Similar to adults’ hospice care, hospice care provided to children may be home-based or stationary. The principal condition of admitting a child to a hospice is his/her incurable and progressing illness.

Hospice care is provided both to children and adults free of charge.

Legal regulations make no clear distinction into the stationary hospice care offered to children and to adults. Home-based hospice services constitute the exception as they have been expressly divided into child and adult care.

Admissions based on doctor’s decisions

The final decision on granting hospice services to a child is taken by the hospice doctor. To be admitted to a hospice, the child must suffer from an incurable disease which is in the terminal stage. The hospice objective is not to cure the patients, but to improve their quality of life, to prevent and manage their pain, and to alleviate their mental, spiritual and social anguish.

The guidelines of the National Health Fund provide a detailed specification of the illnesses that qualify a child for hospice care. These include carcinomas, congenital defects, HIV, acute consequences of injuries and poisonings, perinatal injuries and overall development defects.

Stationary hospices

Children staying in stationary hospices are provided, inter alia, with medical care, nursing care, pharmacological treatment, pain management and other measures intended to manage the somatic problems.

Both children and their families are also offered psychological assistance, rehabilitation services, adequate measures to prevent further complications and indispensable medicinal products.

Home-based hospices

Similar, though not identical, services are available to children staying in home-based hospices. Home-based hospice patients are not granted free pharmacological treatment, but merely medical prescriptions. Such medical products as crutches, walkers, wheelchairs, glucose meters or blood pressure monitors are lent to them free of charge.

The medical staff of home-based hospices is available to patients on a 24/7 basis, at the telephone number given.

Home-based children’s hospices provide services to patients under the age of 18, who may then be taken care of by adults’ hospices.

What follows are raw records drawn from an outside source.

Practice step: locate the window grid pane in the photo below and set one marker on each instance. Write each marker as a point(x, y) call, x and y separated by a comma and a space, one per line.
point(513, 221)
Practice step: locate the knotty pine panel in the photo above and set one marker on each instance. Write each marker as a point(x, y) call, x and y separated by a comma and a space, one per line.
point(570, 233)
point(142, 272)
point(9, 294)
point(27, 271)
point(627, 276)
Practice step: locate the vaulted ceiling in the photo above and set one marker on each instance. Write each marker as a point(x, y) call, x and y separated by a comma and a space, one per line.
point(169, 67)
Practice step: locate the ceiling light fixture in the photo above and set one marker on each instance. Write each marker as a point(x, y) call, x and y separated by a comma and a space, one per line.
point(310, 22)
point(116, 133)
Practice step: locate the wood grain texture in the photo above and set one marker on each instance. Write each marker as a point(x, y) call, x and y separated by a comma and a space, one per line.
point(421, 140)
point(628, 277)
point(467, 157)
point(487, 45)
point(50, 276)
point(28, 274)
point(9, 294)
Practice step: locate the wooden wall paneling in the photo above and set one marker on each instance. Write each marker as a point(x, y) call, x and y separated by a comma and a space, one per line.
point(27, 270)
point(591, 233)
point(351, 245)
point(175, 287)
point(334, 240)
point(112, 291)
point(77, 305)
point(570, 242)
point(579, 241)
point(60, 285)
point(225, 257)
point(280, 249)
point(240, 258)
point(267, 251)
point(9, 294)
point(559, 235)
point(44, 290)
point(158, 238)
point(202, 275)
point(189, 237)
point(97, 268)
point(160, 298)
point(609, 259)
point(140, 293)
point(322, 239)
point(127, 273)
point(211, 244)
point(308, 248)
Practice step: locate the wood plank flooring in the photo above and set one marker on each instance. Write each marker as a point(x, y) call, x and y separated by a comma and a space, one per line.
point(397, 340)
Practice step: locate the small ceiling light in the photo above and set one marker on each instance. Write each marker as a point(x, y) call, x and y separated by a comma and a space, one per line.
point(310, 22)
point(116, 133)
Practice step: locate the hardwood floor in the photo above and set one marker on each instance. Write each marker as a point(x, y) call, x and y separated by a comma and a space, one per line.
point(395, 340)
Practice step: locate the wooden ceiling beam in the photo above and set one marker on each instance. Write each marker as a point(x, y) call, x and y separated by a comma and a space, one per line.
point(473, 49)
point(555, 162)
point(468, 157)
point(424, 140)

If a child is to be admitted to a home-based hospice, one additional condition must be satisfied, i.e. the child must be provided with a round-the-clock care of at least one person.

Perinatal hospices

There are still few perinatal hospices in Poland. These are facilities intended for the families who in the course of pregnancy learn about the lethal defects of the foetus (causing considerable disabilities which become terminal in a short span of time).

These hospices not only provide care to the sick children once they are born, but they also help their parents to prepare for this moment.

Sources of maintenance

Most hospices in Poland operate as associations, foundations or other non-profit institutions.

The Act on medical activity exempts the hospice activity of public benefit organisations from the obligation to operate under the principles binding on entrepreneurs. As a result, hospices may legally use volunteer services and financial resources coming from donations, public charity actions and one-percent tax deductions intended to support NGOs.

Apart from private money, hospices receive public funds, similar to any other medical entities, based on the contracts concluded with the National Health Fund.